At least, I don't want to have to manage it at that level.

We may be able to work around it by adding kludges to the IO
scheduler but it's easier to just set the tag depth to zero and
mutter rude words about clueless firmware developers.

> > I guess, however, that this issue will evaporate substantially once the
> > aic7xxx driver uses ordered tags to represent the transaction integrity
> > since the barriers will force the drive seek algorithm to follow the tag
> > transmission order much more closely.
> Hooks for sending ordered tags have been in the aic7xxx driver, at least
> in FreeBSD's version, since '97. As soon as the Linux cmd blocks have
> such information it will be trivial to have the aic7xxx driver issue
> the appropriate tag types.
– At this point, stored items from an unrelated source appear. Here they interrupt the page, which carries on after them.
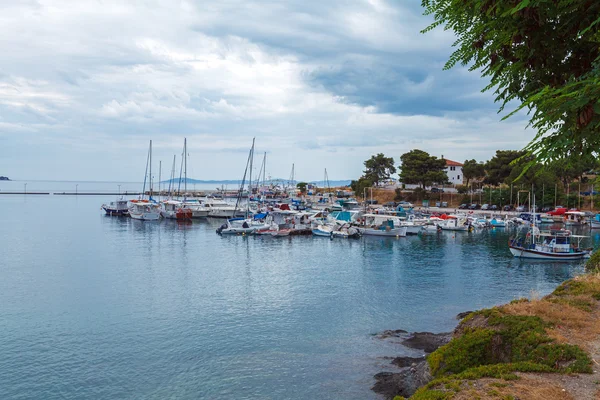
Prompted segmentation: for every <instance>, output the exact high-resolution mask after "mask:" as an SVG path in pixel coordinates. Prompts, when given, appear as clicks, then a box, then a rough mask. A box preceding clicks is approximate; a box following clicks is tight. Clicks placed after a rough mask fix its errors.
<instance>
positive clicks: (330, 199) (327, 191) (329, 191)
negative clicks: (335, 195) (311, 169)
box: [323, 168, 332, 203]
mask: <svg viewBox="0 0 600 400" xmlns="http://www.w3.org/2000/svg"><path fill="white" fill-rule="evenodd" d="M325 182H327V193H328V194H330V192H331V188H330V187H329V176H328V175H327V168H325ZM325 182H323V184H325ZM328 198H329V202H330V203H331V202H332V199H331V196H328Z"/></svg>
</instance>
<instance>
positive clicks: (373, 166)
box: [364, 153, 396, 185]
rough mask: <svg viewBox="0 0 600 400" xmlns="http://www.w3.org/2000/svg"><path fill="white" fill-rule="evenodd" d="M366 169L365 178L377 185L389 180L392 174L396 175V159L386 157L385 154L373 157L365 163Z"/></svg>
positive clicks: (364, 175)
mask: <svg viewBox="0 0 600 400" xmlns="http://www.w3.org/2000/svg"><path fill="white" fill-rule="evenodd" d="M365 168H366V169H365V172H364V174H365V175H364V176H365V178H368V179H370V180H371V181H372V182H373V183H374V184H375V185H377V184H379V182H381V181H383V180H385V179H389V177H390V176H391V175H392V174H394V173H396V167H395V166H394V159H393V158H392V157H386V156H385V155H383V153H379V154H377V155H375V156H372V157H371V158H370V159H368V160H367V161H365Z"/></svg>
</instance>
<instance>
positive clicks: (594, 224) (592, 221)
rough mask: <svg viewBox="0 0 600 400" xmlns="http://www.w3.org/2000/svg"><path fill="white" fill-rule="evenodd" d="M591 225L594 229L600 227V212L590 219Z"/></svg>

But this misses the point. Andrew's original
> speculation was that writes were "passing reads" once the read was
> submitted to the drive. I would like to understand the evidence behind
> that assertion since all drive's I've worked with automatically give
> a higher priority to read traffic than writes since writes can be buffered
> but reads cannot.

Could be that the Fujitsu is especially broken. I observed the three
second read latency with 253 tags (OK, that's 128 megabytes worth).
But with the driver limited to four tags, latency was two seconds.
Hence my speculation.

> Ordered tags only help if the driver is already not
> doing what you want or if your writes must have a specific order for
> data integrity.

Is it possible to add a tag to a read which says "may not be bypassed
by writes"? That would be OK, as long as the driver is only set up
to use a tag depth of four or so.

To use larger tag depths, we'd need to be able to tag newly incoming
reads with a "do this before servicing already-submitted writes"
attribute. Is anything like that available?